In this case, the trial court essentially found under the facts alleged in the complaint that the County was immune from liability under the Tort Claims Act. The trial court found in particular that the icy highway was a temporary condition resulting from weather, which is one of the specific immunities found in Ind. Code 34-4-16.5-3.

The law in Indiana is well established that a governmental entity is bound to exercise reasonable care and diligence to keep its streets and sidewalks in a reasonably safe condition for travel. Koonce v. City of Evansville, (1975) 163 Ind. App. 539, 325 N.E.2d 220. This is a common law duty. Galbreath v. City of Indianapolis, (1970) 253 Ind. 472, 255 N.E.2d 225. Under the common law, a governmental entity is not liable for injuries caused by defects in its streets and sidewalks due to natural accumulation of snow and ice. City of Southbend v. Fink, (1966) 139 Ind. App. 282, 219 N.E.2d 441. In examining the immunity statute, we think the Tort Claims Act is little more than a codification of the common law in this area. At the least, we can say the immunity statute does not abrogate the common law duty stated above.

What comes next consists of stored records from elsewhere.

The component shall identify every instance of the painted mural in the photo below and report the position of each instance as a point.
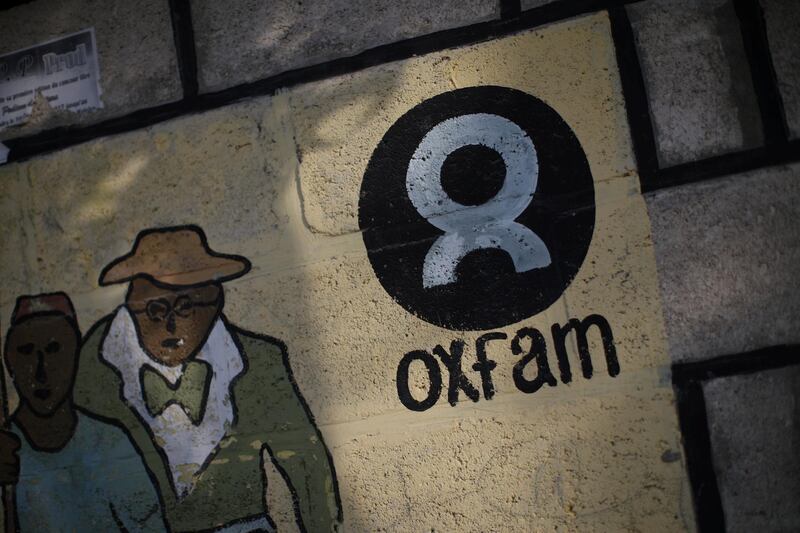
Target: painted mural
(203, 402)
(443, 265)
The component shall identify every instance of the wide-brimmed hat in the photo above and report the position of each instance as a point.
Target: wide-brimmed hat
(178, 255)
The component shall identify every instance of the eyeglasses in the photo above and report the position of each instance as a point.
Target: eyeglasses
(162, 309)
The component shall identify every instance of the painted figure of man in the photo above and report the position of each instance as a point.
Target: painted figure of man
(72, 472)
(205, 400)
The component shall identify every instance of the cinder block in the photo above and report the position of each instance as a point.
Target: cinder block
(728, 254)
(697, 78)
(244, 40)
(755, 430)
(138, 67)
(783, 32)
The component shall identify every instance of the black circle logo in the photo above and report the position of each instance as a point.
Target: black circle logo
(477, 208)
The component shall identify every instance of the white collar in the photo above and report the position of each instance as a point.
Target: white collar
(188, 447)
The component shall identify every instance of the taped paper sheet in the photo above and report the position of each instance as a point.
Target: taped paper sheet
(64, 70)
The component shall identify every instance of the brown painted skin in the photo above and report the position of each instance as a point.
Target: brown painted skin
(41, 356)
(173, 322)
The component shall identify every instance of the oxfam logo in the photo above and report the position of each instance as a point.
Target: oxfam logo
(477, 208)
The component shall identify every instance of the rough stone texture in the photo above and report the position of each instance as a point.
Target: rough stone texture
(754, 422)
(697, 79)
(138, 68)
(783, 32)
(578, 456)
(728, 256)
(244, 40)
(571, 66)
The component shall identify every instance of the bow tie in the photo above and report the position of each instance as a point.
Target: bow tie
(190, 392)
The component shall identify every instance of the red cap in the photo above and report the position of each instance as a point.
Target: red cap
(56, 302)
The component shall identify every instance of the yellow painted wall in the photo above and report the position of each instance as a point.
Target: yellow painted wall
(277, 179)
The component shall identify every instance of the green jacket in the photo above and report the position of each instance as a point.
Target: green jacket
(271, 415)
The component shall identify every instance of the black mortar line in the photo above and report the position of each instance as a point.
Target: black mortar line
(183, 33)
(23, 148)
(10, 4)
(510, 8)
(734, 365)
(687, 380)
(635, 96)
(762, 70)
(724, 165)
(693, 421)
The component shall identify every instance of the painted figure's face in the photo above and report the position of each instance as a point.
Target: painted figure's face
(41, 356)
(173, 322)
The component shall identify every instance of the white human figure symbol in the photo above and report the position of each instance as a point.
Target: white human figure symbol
(489, 225)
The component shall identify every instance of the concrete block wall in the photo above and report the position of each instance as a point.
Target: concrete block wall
(258, 122)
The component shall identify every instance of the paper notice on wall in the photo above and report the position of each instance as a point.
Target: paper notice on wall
(65, 71)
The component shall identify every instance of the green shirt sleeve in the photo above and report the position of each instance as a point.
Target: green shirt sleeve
(294, 443)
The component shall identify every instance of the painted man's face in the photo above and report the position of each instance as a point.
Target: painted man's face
(173, 322)
(41, 356)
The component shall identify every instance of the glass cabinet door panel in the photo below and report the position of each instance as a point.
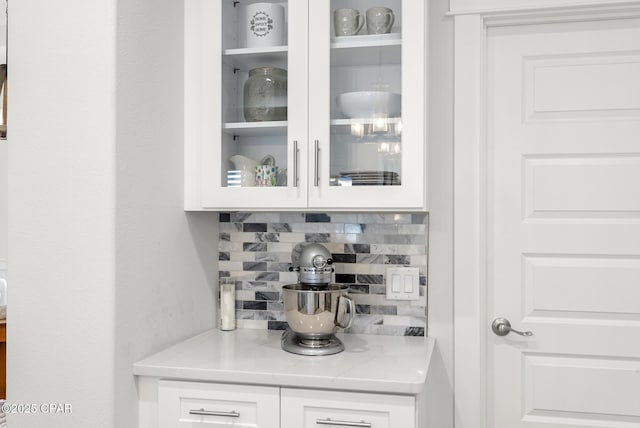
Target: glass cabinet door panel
(365, 91)
(253, 149)
(367, 110)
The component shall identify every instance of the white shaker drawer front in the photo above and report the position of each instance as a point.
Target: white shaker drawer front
(332, 409)
(194, 404)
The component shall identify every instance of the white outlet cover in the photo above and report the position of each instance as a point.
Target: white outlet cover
(407, 283)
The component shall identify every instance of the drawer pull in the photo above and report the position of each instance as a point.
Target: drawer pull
(203, 412)
(361, 424)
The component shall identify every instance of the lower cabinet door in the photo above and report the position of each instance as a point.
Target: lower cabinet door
(195, 404)
(303, 408)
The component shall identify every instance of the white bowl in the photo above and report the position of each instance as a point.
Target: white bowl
(364, 104)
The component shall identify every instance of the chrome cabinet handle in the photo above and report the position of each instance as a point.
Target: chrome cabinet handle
(316, 179)
(203, 412)
(295, 163)
(328, 421)
(502, 327)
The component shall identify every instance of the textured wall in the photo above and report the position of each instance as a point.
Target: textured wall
(255, 249)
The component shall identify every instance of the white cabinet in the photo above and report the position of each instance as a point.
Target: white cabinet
(200, 404)
(196, 404)
(304, 408)
(327, 156)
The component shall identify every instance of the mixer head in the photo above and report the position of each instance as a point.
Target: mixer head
(313, 263)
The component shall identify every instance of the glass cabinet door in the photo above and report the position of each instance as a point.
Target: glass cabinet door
(368, 141)
(245, 102)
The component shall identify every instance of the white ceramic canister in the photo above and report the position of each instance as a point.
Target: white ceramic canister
(227, 304)
(265, 25)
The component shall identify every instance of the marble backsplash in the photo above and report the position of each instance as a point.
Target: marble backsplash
(255, 250)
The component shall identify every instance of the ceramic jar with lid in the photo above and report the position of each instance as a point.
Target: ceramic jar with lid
(265, 94)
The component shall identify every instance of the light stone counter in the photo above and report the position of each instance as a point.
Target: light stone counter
(371, 363)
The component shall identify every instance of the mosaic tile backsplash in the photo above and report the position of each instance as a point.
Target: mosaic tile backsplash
(255, 250)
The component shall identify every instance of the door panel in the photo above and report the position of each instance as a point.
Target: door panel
(563, 249)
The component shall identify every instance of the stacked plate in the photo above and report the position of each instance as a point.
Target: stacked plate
(369, 178)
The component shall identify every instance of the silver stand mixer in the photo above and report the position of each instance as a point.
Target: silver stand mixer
(314, 307)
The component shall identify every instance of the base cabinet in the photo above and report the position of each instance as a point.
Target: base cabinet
(200, 404)
(303, 408)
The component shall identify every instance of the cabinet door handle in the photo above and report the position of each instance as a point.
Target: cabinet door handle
(316, 179)
(203, 412)
(295, 163)
(328, 421)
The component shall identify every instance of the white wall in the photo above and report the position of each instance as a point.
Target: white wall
(166, 260)
(60, 331)
(3, 201)
(3, 147)
(105, 267)
(440, 306)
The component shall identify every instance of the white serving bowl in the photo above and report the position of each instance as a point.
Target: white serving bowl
(365, 104)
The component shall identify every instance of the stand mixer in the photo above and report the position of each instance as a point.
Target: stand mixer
(314, 307)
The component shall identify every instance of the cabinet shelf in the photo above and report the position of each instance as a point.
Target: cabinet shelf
(366, 49)
(256, 129)
(247, 58)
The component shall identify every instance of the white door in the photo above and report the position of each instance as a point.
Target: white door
(563, 224)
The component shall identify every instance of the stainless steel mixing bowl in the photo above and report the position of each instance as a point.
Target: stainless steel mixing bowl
(317, 312)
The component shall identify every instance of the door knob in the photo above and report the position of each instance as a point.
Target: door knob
(502, 327)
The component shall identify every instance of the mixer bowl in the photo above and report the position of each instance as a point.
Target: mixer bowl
(317, 312)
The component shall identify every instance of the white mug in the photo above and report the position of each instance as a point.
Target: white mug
(347, 22)
(380, 20)
(264, 25)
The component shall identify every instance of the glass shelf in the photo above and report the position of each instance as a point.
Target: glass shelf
(255, 129)
(248, 58)
(366, 49)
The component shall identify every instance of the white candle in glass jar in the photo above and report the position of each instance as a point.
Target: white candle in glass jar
(227, 304)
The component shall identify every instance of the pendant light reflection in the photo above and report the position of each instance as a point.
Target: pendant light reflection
(375, 129)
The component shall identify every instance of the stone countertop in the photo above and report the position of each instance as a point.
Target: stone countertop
(371, 363)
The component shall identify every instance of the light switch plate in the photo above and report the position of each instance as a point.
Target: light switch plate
(403, 283)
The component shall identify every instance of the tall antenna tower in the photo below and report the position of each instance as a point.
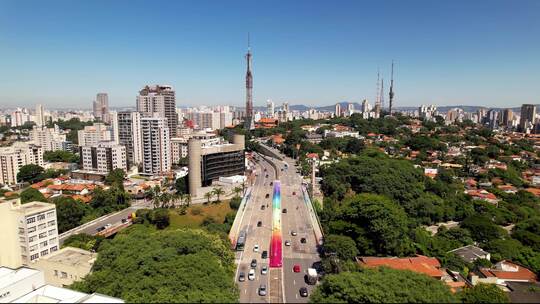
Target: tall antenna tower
(391, 93)
(382, 93)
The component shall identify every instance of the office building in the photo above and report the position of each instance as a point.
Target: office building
(66, 266)
(29, 231)
(103, 157)
(94, 134)
(12, 158)
(40, 116)
(527, 118)
(507, 117)
(50, 139)
(270, 108)
(159, 99)
(209, 163)
(27, 285)
(127, 132)
(156, 146)
(337, 111)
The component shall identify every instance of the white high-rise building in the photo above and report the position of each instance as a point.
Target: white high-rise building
(92, 135)
(270, 108)
(159, 99)
(40, 115)
(103, 157)
(101, 107)
(156, 145)
(50, 139)
(29, 231)
(12, 158)
(338, 110)
(127, 132)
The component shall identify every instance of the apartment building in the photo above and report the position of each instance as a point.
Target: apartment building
(29, 231)
(160, 100)
(92, 135)
(12, 158)
(103, 157)
(156, 146)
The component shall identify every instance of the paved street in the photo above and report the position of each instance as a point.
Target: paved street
(295, 219)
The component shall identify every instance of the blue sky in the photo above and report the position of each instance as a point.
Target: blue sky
(61, 53)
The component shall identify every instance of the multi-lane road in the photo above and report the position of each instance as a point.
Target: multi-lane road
(282, 284)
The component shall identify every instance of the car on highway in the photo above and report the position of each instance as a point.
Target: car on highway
(262, 290)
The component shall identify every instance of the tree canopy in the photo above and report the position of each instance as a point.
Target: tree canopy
(381, 285)
(142, 265)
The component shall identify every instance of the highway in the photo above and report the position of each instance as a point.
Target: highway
(295, 219)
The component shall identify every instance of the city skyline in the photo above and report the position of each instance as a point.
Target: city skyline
(314, 55)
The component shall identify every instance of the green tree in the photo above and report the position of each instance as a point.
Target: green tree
(218, 191)
(342, 246)
(484, 293)
(144, 265)
(29, 173)
(381, 285)
(31, 195)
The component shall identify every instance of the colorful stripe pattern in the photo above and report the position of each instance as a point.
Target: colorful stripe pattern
(276, 257)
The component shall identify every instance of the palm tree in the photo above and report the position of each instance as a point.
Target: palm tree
(208, 196)
(218, 191)
(237, 190)
(187, 199)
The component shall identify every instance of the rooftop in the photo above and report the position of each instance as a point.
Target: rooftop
(72, 256)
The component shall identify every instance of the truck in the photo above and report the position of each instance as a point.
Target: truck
(312, 276)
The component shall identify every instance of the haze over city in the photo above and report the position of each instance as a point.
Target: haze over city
(61, 53)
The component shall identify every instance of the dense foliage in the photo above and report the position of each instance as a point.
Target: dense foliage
(144, 265)
(381, 285)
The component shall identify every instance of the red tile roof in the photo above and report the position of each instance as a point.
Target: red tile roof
(421, 264)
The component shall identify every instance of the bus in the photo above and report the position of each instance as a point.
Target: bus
(240, 244)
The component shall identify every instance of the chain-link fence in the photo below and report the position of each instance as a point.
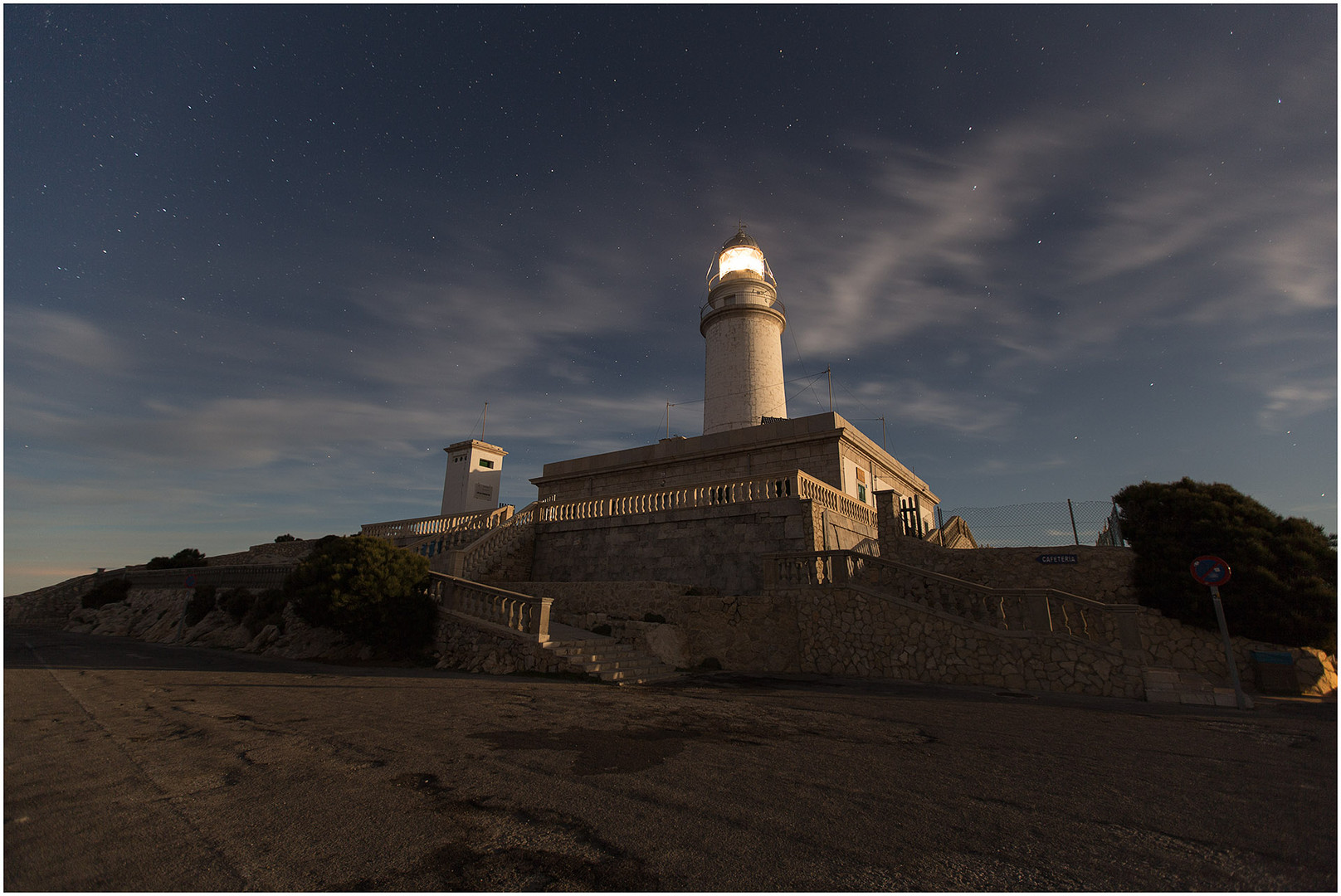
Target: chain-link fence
(1051, 524)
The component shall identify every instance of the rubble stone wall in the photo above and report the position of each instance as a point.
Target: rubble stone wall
(856, 632)
(679, 624)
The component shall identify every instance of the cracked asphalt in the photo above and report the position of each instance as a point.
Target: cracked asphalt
(148, 767)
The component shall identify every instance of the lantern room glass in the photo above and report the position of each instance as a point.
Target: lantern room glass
(740, 258)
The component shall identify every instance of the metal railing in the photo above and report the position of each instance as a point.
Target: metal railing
(513, 611)
(1012, 609)
(1045, 524)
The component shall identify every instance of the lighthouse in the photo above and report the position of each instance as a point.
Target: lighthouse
(742, 324)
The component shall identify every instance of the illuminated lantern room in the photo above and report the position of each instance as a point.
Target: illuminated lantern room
(739, 256)
(742, 325)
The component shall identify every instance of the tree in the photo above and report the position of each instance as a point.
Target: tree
(181, 560)
(366, 587)
(1284, 584)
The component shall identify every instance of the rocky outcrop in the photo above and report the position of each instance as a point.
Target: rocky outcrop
(157, 615)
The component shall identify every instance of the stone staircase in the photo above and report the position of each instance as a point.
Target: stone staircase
(605, 658)
(1186, 687)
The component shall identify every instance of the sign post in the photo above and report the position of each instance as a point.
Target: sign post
(1212, 572)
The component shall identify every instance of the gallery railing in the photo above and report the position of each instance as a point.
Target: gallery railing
(516, 612)
(481, 554)
(479, 519)
(1012, 609)
(789, 485)
(252, 577)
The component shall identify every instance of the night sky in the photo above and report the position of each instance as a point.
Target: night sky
(263, 263)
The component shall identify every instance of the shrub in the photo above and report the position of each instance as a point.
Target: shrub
(202, 602)
(181, 560)
(366, 587)
(237, 602)
(110, 592)
(1284, 584)
(266, 609)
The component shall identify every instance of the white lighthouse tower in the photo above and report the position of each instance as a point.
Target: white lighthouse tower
(742, 322)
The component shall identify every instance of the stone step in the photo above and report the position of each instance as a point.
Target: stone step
(1187, 689)
(604, 663)
(631, 676)
(607, 659)
(592, 656)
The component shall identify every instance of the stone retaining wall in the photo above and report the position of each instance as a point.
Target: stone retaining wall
(1171, 644)
(747, 632)
(856, 632)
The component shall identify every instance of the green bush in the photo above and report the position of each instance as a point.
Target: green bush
(237, 602)
(110, 592)
(181, 560)
(202, 602)
(366, 587)
(267, 609)
(1284, 572)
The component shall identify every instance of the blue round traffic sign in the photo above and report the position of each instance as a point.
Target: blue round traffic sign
(1210, 570)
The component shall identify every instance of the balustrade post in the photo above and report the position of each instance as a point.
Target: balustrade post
(541, 619)
(838, 569)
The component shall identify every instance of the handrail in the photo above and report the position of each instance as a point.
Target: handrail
(437, 524)
(480, 554)
(1012, 609)
(520, 613)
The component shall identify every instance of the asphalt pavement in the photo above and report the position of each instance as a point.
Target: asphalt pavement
(148, 767)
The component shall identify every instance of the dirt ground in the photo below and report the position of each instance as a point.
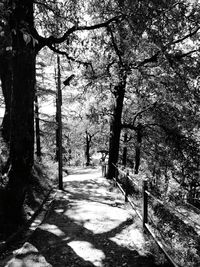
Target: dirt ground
(88, 225)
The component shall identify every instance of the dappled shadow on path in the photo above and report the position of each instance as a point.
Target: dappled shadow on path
(85, 228)
(66, 242)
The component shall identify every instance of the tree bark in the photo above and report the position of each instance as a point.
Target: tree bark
(6, 84)
(138, 148)
(115, 129)
(124, 156)
(37, 130)
(22, 109)
(87, 148)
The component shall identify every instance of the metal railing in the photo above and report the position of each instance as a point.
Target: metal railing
(124, 185)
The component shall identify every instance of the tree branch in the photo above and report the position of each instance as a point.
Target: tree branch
(58, 40)
(70, 58)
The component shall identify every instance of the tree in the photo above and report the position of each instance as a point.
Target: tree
(26, 43)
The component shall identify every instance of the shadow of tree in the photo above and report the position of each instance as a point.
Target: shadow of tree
(58, 252)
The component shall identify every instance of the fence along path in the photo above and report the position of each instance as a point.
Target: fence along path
(144, 215)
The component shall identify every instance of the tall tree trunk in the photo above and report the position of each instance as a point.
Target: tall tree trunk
(138, 148)
(115, 129)
(37, 129)
(87, 147)
(124, 156)
(59, 149)
(22, 109)
(6, 84)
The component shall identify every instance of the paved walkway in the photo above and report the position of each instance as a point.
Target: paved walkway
(88, 225)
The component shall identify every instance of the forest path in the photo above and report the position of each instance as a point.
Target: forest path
(88, 225)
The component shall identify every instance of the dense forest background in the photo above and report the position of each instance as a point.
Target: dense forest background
(129, 76)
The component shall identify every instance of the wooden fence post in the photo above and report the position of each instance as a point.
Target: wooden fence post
(145, 203)
(116, 172)
(126, 186)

We hardly think that, taking the facts and inferences most favorable to the Waltons, the disposing of water by an adjacent landowner onto the highway, causing an icy slick spot when it is cold, is a natural accumulation or a temporary condition resulting from the weather. As alleged, it is a recurring danger resulting from more than just the weather. At minimum, this is a factual controversy to be considered by the factfinder.

We deem it necessary to consider the fact that the Waltons allege that it is the co-defendants that are causing the water to spill onto the highway with the danger of ice forming. We quote 19 E. McQuillin, The Law of Municipal Corporations, § 54.43 (1967 Rev.3d Ed. J. Dray) on the subject:

The fact that the defect or obstruction in a street is the result of an act of a third person, other than representatives or employees of the municipality, does not relieve the municipality from liability therefor. The law is settled that where the duty is imposed by statute or charter upon municipal corporations to use ordinary care to keep their public ways in a reasonably safe condition for travel, or where the obligation is recognized by law, the fact that the defect, obstruction or danger in such ways, resulting in injury, was due to the act or omission of a third person does not necessarily relieve the municipality of liability therefor; and this is so regardless of the want of consent of the municipality, or the possibility that third persons themselves may be liable. However, the municipality must have had actual knowledge of the defective condition, or was chargeable with notice thereof by lapse of time or otherwise, before the accident.
*1192 Where the defect is caused by a third person, the negligence for which the municipality is liable is not the creation of the defect, but instead the negligence in failing to remove or guard the defect after actual or constructive notice thereof. [Citations omitted.]

We reverse and remand for further proceedings not inconsistent with this opinion.

NEAL and RATLIFF, JJ., concur.

NOTES

[1] The Motion submitted to the court was a motion for judgment on the pleadings. However, the trial court apparently treated the motion as one for summary judgment, as evidenced by his finding of no genuine issue of material fact.